Depuis ses 7 ou 8 ans, il le sait, il le sent, le temps sera le seul problème important. C'est déroutant et superbe pourtant. Il en faudra du temps. Du temps pour comprendre ce que veut dire "Ceux qui tuent le temps, le temps les tue." Un jour, il a 20 ans. Bac philo en poche. L'Université est le plus beau des cadeaux. Université. Univers cité. Cadeau pour la vie entière. Ouverture sur le monde des idées et sur le Monde entier. Le temps d'apprendre. De comprendre. Tout ce temps donné, au début de la vie, pour trouver un sens à la vie. A sa vie. Philosophie et photographie sont, pour lui, intimement liées. Philosophie de l'instant, photographie de l'instant, c'est tout un. Il veut en faire son objet de recherche. Son sujet d'étude. Une superbe "Maîtrise" où il montrerait sa parfaite "maîtrise" des idées et des images. Le "Mémoire" passerait par Kierkegaard, Jankélévitch, certaines pages de Proust, de Camus, sans oublier Rimbaud, Prévert, Ponge, Francis Ponge... Des philosophes et des poètes. Mais aussi, bien sûr, des photographes... Doisneau, Cartier-Bresson, Lartigue, Le Querrec...
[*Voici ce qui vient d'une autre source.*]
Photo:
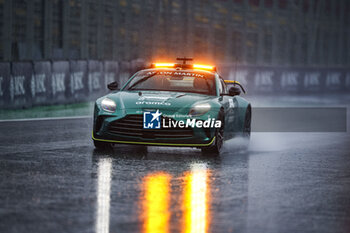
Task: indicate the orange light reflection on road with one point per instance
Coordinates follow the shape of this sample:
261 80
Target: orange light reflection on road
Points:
156 203
196 200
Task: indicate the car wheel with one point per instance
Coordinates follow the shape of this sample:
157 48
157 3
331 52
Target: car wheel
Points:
247 124
102 145
246 129
215 149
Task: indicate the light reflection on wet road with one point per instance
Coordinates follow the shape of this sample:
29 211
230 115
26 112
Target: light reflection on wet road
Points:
52 180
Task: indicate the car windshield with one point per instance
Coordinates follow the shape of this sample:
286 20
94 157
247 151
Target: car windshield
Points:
178 81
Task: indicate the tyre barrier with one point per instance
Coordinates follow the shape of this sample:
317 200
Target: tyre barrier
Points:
284 80
27 84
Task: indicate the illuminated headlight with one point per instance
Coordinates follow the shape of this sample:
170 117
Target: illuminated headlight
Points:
108 105
199 109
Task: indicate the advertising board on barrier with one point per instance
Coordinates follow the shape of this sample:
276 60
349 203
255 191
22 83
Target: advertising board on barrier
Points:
26 84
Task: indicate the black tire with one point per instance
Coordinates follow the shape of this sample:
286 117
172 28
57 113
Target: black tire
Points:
246 129
102 145
216 147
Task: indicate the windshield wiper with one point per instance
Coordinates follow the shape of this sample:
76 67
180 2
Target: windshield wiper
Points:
142 80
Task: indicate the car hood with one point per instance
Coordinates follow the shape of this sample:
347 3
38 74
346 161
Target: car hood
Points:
162 100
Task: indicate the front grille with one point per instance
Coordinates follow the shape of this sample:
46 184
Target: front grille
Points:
132 125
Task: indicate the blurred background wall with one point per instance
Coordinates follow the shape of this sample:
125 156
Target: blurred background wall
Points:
255 32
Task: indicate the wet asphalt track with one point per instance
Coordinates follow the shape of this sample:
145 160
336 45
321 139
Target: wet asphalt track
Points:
52 180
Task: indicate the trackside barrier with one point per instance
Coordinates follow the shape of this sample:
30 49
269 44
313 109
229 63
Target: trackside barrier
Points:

Il n'a jamais écrit plus de trois pages. Superbes d'ailleurs. Très joli prologue. Projet original. Ses Maîtres d'alors l'encouragent. Mais il n'a jamais rendu sa "Maîtrise", côté philo. L'a simplement cultivé et développé, côté photo. Il a, aux dires de tous, réussi très vite, comme d'instinct, à acquérir une parfaite maîtrise de l'image. L'image arrêtée. L'instant devenu "instantané". Instantané et surtout pas cliché. Cliché, ça fait cliché. Le cliché, en littérature, c'est une idée toute faite, surfaite. Métaphore éculée. Dépassée. Belle comme le jour. Succès foudroyant. Beau comme un coeur. En photo, le cliché, c'est la signature de l'agence Roger-Viollet, dans les années trente et quarante. Vieilli. Dépassé. Aujourdhui, le symbole du copyright suffit : ©.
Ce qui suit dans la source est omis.